Sarah Canary, by Karen Joy Fowler

Only toward the end of this novel was my credibility challenged. Karen Joy Fowler has a penchant for the incredible, both in reality and imagination. She combines them irresistibly in this fabulous novel, which I’d use in my Developmental English class next fall if the language wasn’t so challenging. This aspect of the book–the fabulously descriptive vocabulary–enhanced my own reading experience but I’m not sure my students could handle it.

How to describe this book? It’s the story of a Chinese railway worker in the West and a mysterious woman in an apparently seamless black dress who doesn’t speak but seems to inspire just about everyone, good and bad, to follow her.
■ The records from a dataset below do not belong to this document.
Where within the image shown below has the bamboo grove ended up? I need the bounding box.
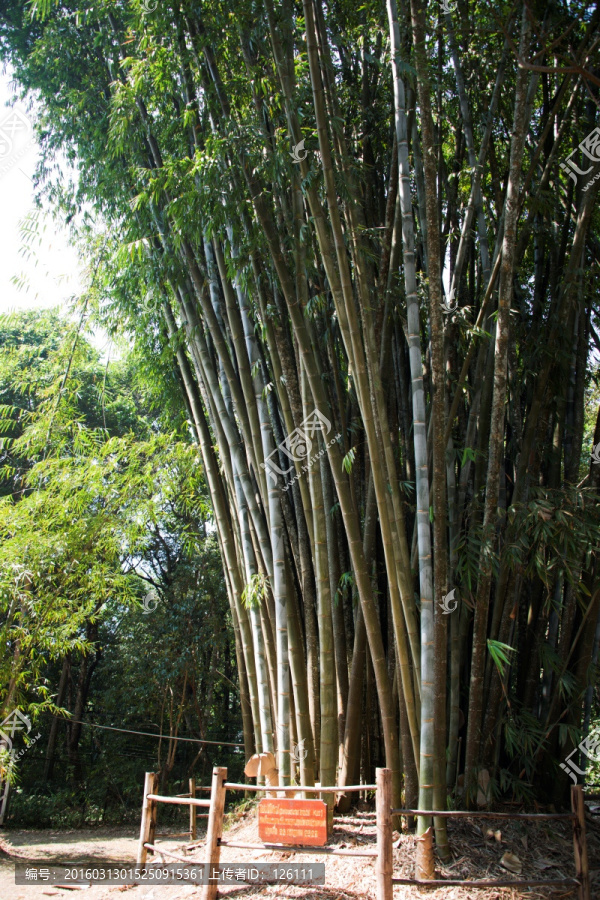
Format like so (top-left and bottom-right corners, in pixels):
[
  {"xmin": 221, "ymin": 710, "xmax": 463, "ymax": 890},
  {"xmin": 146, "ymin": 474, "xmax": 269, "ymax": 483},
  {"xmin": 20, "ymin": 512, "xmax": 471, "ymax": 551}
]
[{"xmin": 1, "ymin": 0, "xmax": 600, "ymax": 854}]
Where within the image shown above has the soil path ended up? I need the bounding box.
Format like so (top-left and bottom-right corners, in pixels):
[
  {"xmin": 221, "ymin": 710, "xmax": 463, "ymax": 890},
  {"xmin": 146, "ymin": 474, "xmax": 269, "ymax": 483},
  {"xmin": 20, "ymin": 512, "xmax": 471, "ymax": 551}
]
[{"xmin": 0, "ymin": 811, "xmax": 600, "ymax": 900}]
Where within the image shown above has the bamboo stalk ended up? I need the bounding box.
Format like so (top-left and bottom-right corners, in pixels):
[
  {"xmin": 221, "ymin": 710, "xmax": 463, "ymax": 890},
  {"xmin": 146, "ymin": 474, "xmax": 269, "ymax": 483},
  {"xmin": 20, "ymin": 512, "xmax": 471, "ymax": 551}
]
[
  {"xmin": 136, "ymin": 772, "xmax": 158, "ymax": 866},
  {"xmin": 375, "ymin": 769, "xmax": 394, "ymax": 900},
  {"xmin": 148, "ymin": 794, "xmax": 211, "ymax": 807},
  {"xmin": 571, "ymin": 784, "xmax": 592, "ymax": 900},
  {"xmin": 202, "ymin": 766, "xmax": 227, "ymax": 900}
]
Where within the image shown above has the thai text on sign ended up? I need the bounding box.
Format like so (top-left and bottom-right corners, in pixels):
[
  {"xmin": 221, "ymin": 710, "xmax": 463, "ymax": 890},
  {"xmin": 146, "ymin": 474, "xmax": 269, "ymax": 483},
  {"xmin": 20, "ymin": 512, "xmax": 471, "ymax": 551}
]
[{"xmin": 258, "ymin": 799, "xmax": 327, "ymax": 847}]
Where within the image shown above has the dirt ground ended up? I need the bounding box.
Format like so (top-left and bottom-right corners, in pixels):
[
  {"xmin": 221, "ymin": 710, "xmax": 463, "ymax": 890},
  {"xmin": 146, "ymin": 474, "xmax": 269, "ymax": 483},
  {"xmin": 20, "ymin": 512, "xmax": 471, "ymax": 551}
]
[{"xmin": 0, "ymin": 810, "xmax": 600, "ymax": 900}]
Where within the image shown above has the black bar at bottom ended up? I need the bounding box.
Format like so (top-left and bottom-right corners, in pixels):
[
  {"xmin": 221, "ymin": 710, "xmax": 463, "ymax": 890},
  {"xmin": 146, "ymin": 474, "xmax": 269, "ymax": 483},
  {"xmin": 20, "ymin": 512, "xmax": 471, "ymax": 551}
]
[{"xmin": 392, "ymin": 878, "xmax": 579, "ymax": 887}]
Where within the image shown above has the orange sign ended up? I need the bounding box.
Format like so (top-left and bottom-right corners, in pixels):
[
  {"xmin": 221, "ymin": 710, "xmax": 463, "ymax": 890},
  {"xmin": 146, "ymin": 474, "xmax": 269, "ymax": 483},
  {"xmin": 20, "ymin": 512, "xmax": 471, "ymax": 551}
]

It’s sort of a grown-up Wizard of Oz story, as everyone heads for the Golden City, San Francisco, and their adventures along the way never fail to entertain. Even Emily Dickinson is enlisted as inspiration for every fictional chapter.

How did I miss this book, published fifteen years ago? I recommend it as a great summer read, travel read, or sick leave balm–any time you can drop everything without getting fired.

(PS…inspired by this author, I also bought and read another of her books, Before Women Had Wings. I hated this book…endless pages of child and wife abuse. There is a happy ending, but so what? It came too late for me. Perhaps this novel would appeal to persons who can more closely identify than I can.)